17 Les sept types de trajectoires de systèmes d’activités sont présentés ici en quatre sous-ensembles soulignant le rôle des migrations dans les différenciations économiques à l’œuvre.

18 La stratégie « petite agriculture commerciale diversifiée et activité occasionnelle » (T1) rassemble les ménages avec une trajectoire stable depuis la fin de la guerre. Ces ménages combinent une petite agriculture commerciale diversifiée en plus de leur système vivrier et complètent leurs revenus monétaires par du travail occasionnel comme salarié agricole et extra-agricole local (figure 2). Ils n’ont jamais migré et appartiennent au quatrième groupe de revenus le plus défavorisé (figure 3).

Tableau 1

Typologie des sept types de trajectoires de systèmes d’activités et rôle des migrations (1994-2010)
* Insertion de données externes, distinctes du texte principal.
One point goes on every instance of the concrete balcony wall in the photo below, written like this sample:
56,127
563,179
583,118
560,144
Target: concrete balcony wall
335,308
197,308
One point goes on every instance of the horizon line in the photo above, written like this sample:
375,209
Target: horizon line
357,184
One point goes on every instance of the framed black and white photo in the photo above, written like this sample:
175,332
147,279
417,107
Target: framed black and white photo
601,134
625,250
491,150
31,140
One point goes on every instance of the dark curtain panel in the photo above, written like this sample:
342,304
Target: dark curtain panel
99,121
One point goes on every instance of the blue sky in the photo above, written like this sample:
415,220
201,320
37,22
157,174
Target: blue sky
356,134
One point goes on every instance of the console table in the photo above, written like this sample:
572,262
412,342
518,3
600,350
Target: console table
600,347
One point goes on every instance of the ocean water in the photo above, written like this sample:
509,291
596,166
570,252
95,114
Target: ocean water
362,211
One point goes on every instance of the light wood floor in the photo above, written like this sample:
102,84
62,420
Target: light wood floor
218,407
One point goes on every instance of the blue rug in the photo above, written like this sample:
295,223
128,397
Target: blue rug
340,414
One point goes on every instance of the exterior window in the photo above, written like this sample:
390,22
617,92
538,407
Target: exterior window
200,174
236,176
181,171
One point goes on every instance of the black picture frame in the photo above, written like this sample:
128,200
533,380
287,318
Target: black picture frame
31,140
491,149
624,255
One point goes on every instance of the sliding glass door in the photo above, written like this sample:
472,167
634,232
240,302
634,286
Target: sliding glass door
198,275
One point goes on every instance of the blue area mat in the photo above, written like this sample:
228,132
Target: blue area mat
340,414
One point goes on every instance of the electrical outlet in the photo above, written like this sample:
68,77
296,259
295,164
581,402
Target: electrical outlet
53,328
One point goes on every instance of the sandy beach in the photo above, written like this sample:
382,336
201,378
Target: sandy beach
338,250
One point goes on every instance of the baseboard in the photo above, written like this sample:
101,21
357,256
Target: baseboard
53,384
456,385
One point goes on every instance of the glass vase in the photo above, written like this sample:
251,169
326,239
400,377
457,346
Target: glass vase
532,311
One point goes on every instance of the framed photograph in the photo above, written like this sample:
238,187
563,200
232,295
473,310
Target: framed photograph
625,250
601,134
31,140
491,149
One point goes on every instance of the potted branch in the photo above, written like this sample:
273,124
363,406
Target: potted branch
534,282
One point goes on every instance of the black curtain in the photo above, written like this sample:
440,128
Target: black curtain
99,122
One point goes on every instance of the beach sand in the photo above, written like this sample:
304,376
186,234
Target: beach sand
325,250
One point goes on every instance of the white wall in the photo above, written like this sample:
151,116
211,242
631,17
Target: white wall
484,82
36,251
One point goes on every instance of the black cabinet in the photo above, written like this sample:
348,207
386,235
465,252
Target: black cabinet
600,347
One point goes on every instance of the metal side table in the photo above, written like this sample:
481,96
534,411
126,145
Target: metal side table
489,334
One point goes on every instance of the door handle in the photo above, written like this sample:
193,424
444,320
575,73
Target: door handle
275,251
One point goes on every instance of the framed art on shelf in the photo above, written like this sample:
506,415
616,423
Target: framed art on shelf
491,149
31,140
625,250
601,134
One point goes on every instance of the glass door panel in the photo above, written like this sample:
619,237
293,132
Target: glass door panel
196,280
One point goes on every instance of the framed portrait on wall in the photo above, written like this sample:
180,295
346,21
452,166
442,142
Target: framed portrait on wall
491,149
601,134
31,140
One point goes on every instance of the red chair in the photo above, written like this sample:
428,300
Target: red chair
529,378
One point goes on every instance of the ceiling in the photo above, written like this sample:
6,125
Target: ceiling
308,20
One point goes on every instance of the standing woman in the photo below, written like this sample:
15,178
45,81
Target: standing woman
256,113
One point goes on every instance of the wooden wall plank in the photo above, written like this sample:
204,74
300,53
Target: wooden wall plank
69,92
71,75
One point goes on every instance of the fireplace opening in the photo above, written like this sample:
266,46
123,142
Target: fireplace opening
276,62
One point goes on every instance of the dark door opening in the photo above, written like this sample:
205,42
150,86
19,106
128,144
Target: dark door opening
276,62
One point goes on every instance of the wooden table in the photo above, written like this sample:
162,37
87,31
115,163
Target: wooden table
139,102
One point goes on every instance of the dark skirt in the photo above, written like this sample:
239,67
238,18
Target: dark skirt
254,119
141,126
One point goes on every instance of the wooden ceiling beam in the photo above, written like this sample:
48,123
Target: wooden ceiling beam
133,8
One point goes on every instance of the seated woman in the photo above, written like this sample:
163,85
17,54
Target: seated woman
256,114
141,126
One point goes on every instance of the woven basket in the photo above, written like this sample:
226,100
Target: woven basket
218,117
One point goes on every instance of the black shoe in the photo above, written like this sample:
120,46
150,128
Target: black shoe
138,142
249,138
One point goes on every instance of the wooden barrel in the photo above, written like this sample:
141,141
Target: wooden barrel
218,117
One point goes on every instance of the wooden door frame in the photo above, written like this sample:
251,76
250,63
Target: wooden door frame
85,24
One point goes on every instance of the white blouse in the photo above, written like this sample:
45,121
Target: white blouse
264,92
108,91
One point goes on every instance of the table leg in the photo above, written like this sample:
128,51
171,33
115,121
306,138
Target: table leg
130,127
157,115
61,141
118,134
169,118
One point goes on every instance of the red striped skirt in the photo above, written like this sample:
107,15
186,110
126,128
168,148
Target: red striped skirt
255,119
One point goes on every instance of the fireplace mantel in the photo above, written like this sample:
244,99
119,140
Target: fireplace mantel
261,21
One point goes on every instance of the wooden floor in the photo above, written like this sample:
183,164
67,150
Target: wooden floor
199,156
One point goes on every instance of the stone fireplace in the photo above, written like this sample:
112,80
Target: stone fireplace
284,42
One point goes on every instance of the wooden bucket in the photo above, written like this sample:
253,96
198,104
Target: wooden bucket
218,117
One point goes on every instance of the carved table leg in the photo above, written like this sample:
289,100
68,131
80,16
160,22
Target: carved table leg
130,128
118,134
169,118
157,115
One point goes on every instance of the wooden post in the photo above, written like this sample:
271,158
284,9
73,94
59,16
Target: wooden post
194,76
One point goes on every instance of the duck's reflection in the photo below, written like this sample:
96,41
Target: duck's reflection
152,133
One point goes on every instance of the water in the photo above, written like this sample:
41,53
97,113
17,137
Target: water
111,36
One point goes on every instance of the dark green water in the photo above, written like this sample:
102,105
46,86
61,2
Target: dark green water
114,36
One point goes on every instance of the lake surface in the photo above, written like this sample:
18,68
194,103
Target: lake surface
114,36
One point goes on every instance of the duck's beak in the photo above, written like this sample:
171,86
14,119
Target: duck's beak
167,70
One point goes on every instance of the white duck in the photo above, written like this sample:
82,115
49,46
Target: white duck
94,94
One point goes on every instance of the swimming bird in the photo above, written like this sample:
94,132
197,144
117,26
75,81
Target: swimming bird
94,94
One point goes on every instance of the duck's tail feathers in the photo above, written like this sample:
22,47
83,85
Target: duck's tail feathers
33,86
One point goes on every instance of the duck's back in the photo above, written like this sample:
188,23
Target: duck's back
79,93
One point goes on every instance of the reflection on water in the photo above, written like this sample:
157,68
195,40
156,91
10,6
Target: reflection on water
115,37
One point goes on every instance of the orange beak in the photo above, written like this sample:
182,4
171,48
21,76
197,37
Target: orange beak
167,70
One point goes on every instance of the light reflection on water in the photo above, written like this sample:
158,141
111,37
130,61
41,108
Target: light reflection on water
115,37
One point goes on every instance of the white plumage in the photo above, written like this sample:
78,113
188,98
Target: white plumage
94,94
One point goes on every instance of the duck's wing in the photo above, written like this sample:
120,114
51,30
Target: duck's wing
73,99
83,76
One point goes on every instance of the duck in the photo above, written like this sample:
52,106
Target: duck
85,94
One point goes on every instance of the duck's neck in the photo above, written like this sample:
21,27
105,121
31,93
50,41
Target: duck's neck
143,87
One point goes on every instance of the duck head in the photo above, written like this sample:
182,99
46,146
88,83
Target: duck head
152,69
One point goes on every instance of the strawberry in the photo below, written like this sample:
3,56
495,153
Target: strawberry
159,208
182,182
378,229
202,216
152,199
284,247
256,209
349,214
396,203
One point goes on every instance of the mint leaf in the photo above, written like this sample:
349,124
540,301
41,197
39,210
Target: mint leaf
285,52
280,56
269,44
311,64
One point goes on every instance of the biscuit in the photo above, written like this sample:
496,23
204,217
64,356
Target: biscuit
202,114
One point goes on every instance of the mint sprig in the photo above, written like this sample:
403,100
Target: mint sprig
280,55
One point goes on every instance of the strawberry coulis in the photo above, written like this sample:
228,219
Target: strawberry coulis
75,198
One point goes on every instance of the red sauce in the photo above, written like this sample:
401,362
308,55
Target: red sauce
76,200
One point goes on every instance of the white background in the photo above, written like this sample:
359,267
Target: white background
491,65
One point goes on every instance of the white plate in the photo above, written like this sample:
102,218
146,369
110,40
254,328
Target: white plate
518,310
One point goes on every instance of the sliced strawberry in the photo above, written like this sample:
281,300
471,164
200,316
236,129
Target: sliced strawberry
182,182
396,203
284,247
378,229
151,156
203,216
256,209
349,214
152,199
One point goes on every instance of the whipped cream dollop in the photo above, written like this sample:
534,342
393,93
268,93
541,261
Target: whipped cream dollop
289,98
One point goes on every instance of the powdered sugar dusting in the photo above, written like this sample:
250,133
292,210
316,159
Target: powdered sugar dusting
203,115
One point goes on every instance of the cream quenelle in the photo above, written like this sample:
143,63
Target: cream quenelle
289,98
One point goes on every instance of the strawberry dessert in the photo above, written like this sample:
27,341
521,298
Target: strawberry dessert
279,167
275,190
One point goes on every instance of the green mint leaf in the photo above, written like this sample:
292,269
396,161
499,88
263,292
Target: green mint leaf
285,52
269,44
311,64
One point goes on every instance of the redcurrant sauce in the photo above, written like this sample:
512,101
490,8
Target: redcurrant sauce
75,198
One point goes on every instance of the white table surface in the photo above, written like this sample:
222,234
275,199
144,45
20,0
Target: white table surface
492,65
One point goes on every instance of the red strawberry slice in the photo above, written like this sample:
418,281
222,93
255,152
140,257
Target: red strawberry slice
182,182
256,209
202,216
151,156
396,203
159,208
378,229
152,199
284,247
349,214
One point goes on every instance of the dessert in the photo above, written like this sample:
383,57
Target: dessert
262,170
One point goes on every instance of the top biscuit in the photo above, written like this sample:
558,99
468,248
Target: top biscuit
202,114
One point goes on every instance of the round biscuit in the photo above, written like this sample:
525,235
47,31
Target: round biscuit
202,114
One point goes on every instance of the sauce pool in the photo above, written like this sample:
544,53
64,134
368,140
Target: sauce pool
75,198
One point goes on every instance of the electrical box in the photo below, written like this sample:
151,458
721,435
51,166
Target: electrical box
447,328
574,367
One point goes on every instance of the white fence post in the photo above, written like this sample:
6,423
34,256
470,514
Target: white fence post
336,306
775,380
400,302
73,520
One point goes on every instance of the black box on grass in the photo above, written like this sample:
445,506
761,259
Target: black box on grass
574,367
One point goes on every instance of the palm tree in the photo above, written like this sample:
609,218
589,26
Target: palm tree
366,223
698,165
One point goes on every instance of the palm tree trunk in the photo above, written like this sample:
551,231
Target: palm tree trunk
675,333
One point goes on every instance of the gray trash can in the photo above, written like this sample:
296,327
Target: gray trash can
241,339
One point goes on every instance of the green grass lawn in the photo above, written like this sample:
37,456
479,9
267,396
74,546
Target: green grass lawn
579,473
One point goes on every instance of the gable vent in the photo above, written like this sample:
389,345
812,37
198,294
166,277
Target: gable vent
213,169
Type de trajectoire système d’activités Type de migrations et rôle dans le système d’activités Type de diversification
T1- Petite agriculture commerciale diversifiée et activité extra-agricole occasionnelle (24 %) - $ gpe 4 non migrants -
T2- Alternance agriculture de subsistance et salariat instable (21 %) - $ gpe 4 Mobilités longues ou régulières multisite, sans règles
• ponction main-d’œuvre agricole
• transfert de compétences sans capital
Extra-agricole et agricole occasionnelle
T3- Agriculture de subsistance puis diversification extra-agricole (21 %) $ gpe 3 Mobilités fréquentes surtout nationales, règles liées au réseau local et extérieur et au lignage
• accumulation non productive
• système de subsistance
• transfert de compétences et capital
Extra-agricole (+/- agricole)
T4- Paysan-salarié (17 %) $ gpe 2 Mobilités régulières ou longues, internationales, 1 lieu, règles lignage et réseaux familial / poste fixe
• accumulation non productive
• système de subsistance
stable
T5- Système transnational et agriculture sous-exploitée (7 %) $ gpe 1 Mobilités très flexibles internationales / règles d’accès- contrôle des ressources par polygamie hors lignage
• accumulation non productive/sécurité alimentaire
• système de subsistance ponctuel
• transferts de compétences et capital, terre et/ou logement urbain
stable
(extra-agricole)
T6- Migrant permanent avec diversification agriculture commerciale tardive (4 %) $ gpe 2 Mobilité régulière, hybridation des règles réseaux & lignage
• accumulation non productive / sécurité alimentaire
• investissement productif agricole, terre urbaine
agricole
T7- Agriculture commerciale (6 %) $ gpe 3-4 Migrants de retour/retraite
• accumulation non productive
• investissement productif agricole
figure im2

Typologie des sept types de trajectoires de systèmes d’activités et rôle des migrations (1994-2010)

Enquêtes 2009-2010.

19 Dans les deux stratégies T2 et T3, les liens entre les activités de migration et le reste du système d’activités sont les plus importants. Les trajectoires montrent une diversification extra-agricole, avec parfois une diversification agricole plus tardive, mais avec des niveaux d’accumulation très différents.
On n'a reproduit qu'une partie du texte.